Mark Strong, who agreed to reprise his role as conflicted cop Frank Agnew because “it was too fascinating a chance to let go by”, agrees that the new version is different in crucial ways. “I think the Americans have cherry-picked the best moments of the original and run with it,” he says. “It’s similar in that the story points are the same but completely different because the culture is different.”
The point about the difference in culture cuts to the heart of why US networks will always prefer remakes. To a US audience, the Edinburgh of Low Winter Sun is bleakly alien. Yes there might be a portion of the audience who are prepared to take the leap with the show and watch anyway but many of them will simply switch off. By contrast, British audiences willingly embrace US dramas, even when they are set, like The Wire or Low Winter Sun, in the crumbling and unfamiliar settings of cities such as Baltimore and Detroit.
However, we still tend to export the past to America.

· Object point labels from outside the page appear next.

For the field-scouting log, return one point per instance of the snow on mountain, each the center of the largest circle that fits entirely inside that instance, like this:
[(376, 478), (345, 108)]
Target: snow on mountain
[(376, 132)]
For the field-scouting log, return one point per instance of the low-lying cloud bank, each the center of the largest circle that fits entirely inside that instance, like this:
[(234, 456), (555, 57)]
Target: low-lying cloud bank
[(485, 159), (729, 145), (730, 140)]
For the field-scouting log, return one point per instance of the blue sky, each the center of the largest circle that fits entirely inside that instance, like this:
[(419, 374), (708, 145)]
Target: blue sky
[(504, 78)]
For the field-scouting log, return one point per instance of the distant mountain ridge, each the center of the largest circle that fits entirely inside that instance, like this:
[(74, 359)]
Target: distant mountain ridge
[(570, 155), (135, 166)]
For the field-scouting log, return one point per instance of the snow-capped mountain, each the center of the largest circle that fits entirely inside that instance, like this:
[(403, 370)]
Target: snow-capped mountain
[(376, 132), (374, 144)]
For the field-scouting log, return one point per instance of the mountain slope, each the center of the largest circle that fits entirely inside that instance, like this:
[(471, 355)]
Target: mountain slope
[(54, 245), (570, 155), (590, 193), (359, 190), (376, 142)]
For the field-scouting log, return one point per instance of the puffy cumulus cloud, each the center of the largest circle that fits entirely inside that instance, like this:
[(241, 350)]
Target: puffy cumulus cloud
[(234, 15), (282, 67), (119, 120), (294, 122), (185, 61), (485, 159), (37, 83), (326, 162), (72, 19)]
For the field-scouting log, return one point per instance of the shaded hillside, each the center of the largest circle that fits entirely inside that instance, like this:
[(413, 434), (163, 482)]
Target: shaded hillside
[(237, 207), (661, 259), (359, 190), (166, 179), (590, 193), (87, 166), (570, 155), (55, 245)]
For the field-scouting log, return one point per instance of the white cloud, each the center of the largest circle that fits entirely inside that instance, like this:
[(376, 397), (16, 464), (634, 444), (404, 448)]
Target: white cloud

We sell them heritage houses and upright countesses; we deal in thwarted love and the stiffest of lips and they both love that and are less interested when we try to say something new. It’s no surprise that our biggest hit remains Downton Abbey or that US audiences have enjoyed both Doctor Who and Sherlock, two shows with a foot in heritage Britain for all their claims of breaking new ground.
As for Tennant, perhaps the strangest part about his new role in the American Broadchurch is that he may yet be back for season two of the original. Which means that come next year audiences may well be watching him play the same character at the same time with two different accents on two different versions of the same show. That’s enough to make even the Doctor’s head feel like it might explode.